When a single-step timing error occurs, the timing violation of the late-arriving data signal is within the TB time interval. When a two-step timing error occurs at latchl2, the error is masked by borrowing a TB and an ED time slot. Thus, when a two-step timing error occurs at flip-flopf2, the error is masked by borrowing a TB and an ED time interval atf2.
An atf2 timing error is flagged to the CPU by latching the error signal (the Err2 signal goes high) on the next falling edge of CK. When a two-step timing error occurs at latch l2, the error is masked by borrowing the timing interval TB and ED. This chapter presents the details of the methodology used for the research in this dissertation.
Experimental setup and general work flow
It was used not only as a method of error checking, but also as a basis for error evaluation and other activities. Since two primary outputs with the same static path delay could have dramatically different path alignment behavior with the same input workload, the error reduction method must be selectively applied to those error-contributing paths/cells. However, the nature of TCF and BDD makes the calculation too complex for use in large circuits.

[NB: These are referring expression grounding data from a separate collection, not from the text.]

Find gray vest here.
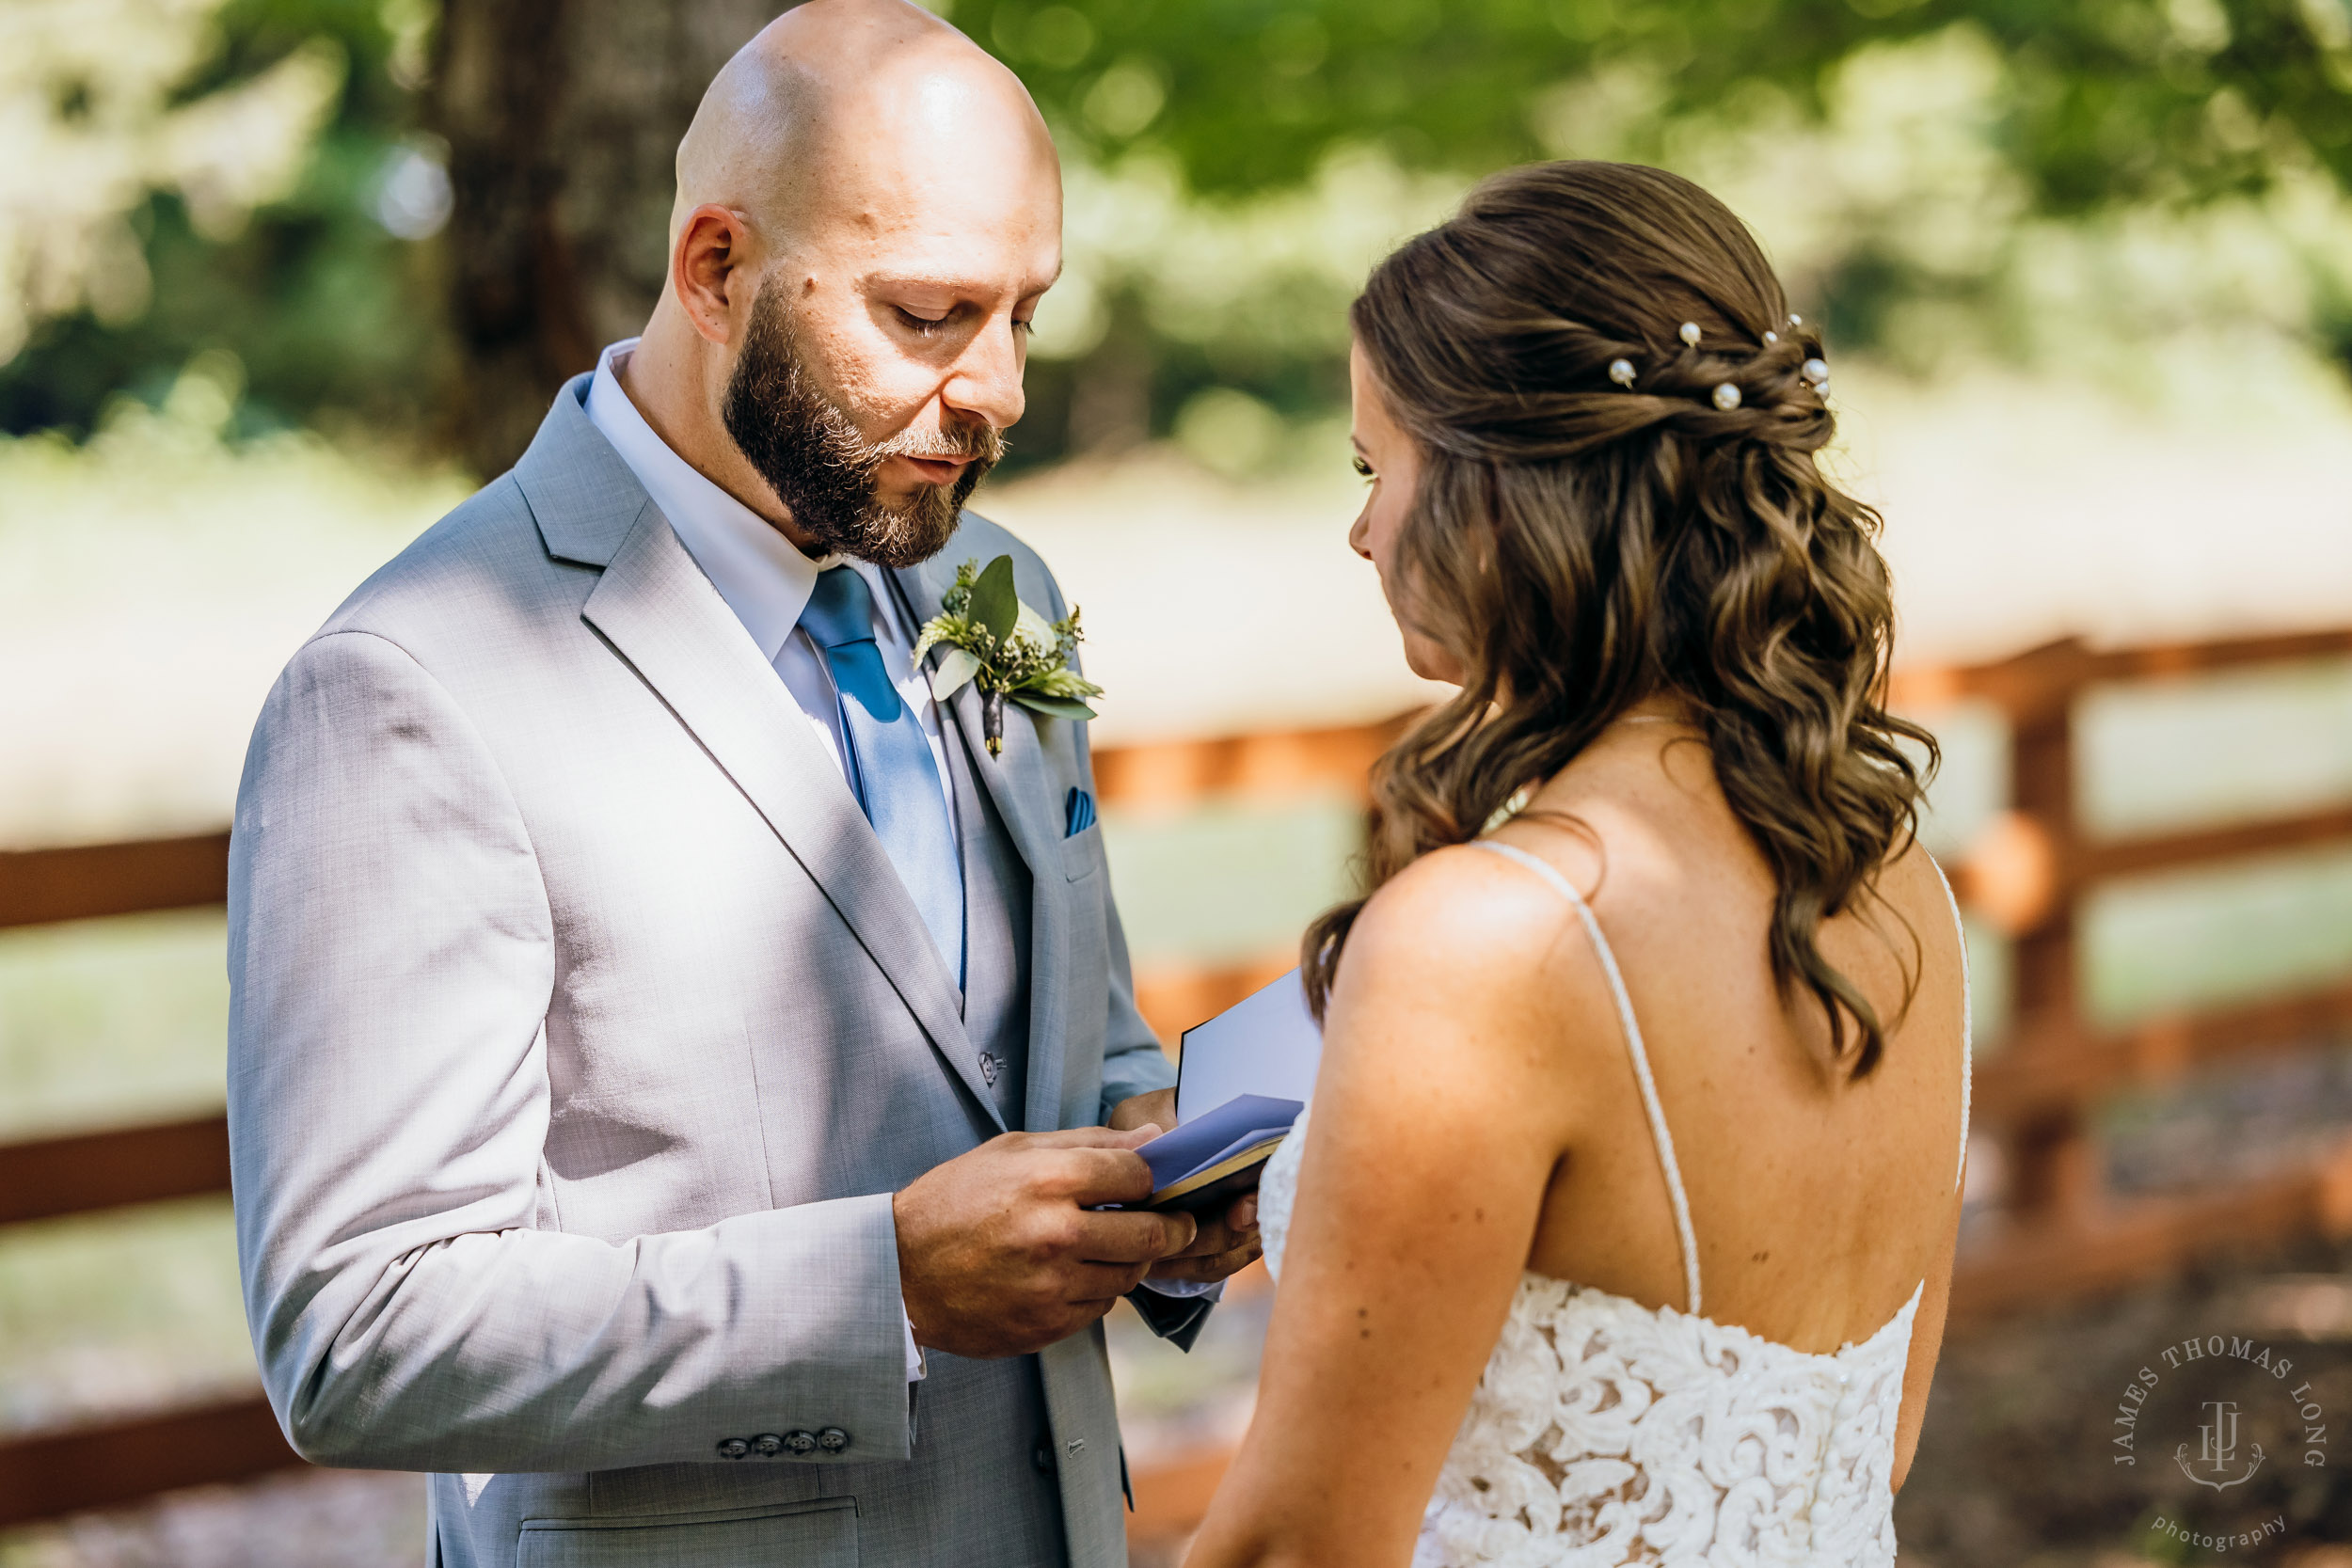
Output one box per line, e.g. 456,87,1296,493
942,701,1035,1130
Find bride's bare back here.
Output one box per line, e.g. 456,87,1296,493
1509,716,1966,1362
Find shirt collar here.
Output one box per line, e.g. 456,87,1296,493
582,338,837,663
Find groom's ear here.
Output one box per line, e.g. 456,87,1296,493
673,202,758,346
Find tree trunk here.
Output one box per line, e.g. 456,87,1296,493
429,0,786,477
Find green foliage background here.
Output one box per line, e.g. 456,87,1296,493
7,0,2352,461
0,0,445,442
966,0,2352,207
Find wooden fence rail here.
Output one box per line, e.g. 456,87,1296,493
0,832,231,932
8,632,2352,1543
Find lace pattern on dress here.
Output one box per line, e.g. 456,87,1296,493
1261,1117,1910,1568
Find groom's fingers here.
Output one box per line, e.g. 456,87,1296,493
1069,1207,1195,1263
1024,1125,1162,1152
1167,1193,1261,1259
1065,1259,1158,1299
1034,1144,1159,1210
1147,1235,1263,1286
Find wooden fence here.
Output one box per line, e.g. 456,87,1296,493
8,630,2352,1543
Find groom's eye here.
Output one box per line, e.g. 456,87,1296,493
894,306,951,336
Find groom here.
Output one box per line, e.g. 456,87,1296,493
225,4,1257,1564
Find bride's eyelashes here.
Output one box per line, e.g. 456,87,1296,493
1352,454,1375,480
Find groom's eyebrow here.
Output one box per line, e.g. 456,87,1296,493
866,264,1065,298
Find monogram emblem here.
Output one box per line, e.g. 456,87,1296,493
2177,1399,2265,1492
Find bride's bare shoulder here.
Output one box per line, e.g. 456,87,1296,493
1330,836,1614,1026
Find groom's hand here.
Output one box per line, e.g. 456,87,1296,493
1108,1090,1264,1289
894,1128,1197,1359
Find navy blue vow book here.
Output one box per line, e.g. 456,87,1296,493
1134,970,1325,1212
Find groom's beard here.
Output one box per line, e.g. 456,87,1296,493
723,282,1004,569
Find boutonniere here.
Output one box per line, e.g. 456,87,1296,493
913,554,1104,757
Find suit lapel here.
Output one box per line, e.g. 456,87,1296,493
582,506,1009,1133
894,550,1073,1134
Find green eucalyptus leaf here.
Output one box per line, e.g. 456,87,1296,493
970,554,1019,642
929,646,981,701
1010,693,1098,722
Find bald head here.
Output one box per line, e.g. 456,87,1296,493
621,0,1062,564
675,0,1057,248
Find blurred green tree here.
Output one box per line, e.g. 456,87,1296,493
426,0,777,477
960,0,2352,209
960,0,2352,466
0,0,454,443
7,0,2352,468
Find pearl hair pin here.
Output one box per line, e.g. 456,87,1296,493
1597,314,1821,407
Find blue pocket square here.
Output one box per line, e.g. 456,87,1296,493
1065,787,1096,836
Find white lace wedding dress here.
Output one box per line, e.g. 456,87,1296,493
1257,840,1970,1567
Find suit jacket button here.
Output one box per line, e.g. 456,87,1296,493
783,1430,818,1456
817,1427,850,1454
716,1437,750,1460
751,1433,784,1458
1032,1441,1057,1476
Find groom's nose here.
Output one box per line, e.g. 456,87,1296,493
939,313,1027,434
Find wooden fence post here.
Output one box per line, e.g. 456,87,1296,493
1991,640,2101,1227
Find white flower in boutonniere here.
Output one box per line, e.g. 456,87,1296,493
912,554,1104,758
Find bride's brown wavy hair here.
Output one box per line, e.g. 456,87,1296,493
1302,160,1936,1077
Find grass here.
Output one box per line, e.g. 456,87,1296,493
0,1198,252,1432
0,911,228,1142
1103,792,1364,968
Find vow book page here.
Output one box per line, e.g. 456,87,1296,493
1175,968,1323,1124
1135,969,1325,1211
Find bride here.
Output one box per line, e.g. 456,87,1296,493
1183,161,1969,1568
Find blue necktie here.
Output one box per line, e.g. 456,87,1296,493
798,567,965,986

The achievements presented in this paper are: (1) effective reduction of timing speculation errors without major changes to the original circuit by considering the effect of input workload variance on circuit activity, (2) creation of a universal design/simulation flow with commercial tools that allow accurate error estimation for a range of operating clock frequencies, which gives the BTWC designer insight into efficiency gains, and (3) implementation of an offline error checking method, which allows designers to perform the desired cost-benefit analysis. Part D explains the identification of error-contributing outputs and the selection of key cells to minimize errors for a given input workload.
Error checking method
Understanding the .vcd file contents, the special custom error estimator and error checker in this work are all based on the information contained in . To realize the error estimation methodology, the first step is to get all the link timestamps of the selected PO node. In Part A Section (1), the code prepares all transition timestamps of the given PO, and in Part A Section (2), the code extracts the settlement timestamps of the given PO.
A settling time histogram of the desired outputs can be plotted with an appropriate bin size. In this work, the error estimate essentially matches the simulation result because 50 ps is also the step size of the swept simulation as described in Section V. The stabilization probability curve is the cumulative distribution function (CDF) of the output alignment histogram.
Therefore, the analysis is performed on the behavior of the production solution of the possible results for errors to obtain the estimate of the error rate; this analysis enables the identification of category IV POs that contribute to errors. Custom scripts output the solution timestamp for each cycle of the tested results, and the histogram of the results shows the number of errors of the tested results. In this work, a PO is considered an error contributor (Category IV) if the PO's error rate is twice the average error rate of the entire circuit.
For each cycle, the switching activity of the selected nodes is stored in the LUT in sequence. The simulation clock period is swept from the error-free clock period to 70% of the original clock (ie, the static critical path delay time). The goal of this work is to reduce the error rate more effectively by shortening the propagation delay of the identified error-contributing POs.
Selected Cell Replacement (SCR) – selectively replaces cells on the fan-in cone of the identified error-contributing POs with low-threshold voltage cells based on activity level. In this section, the error rate and the improved error rate were compared at 70% of the original clock period.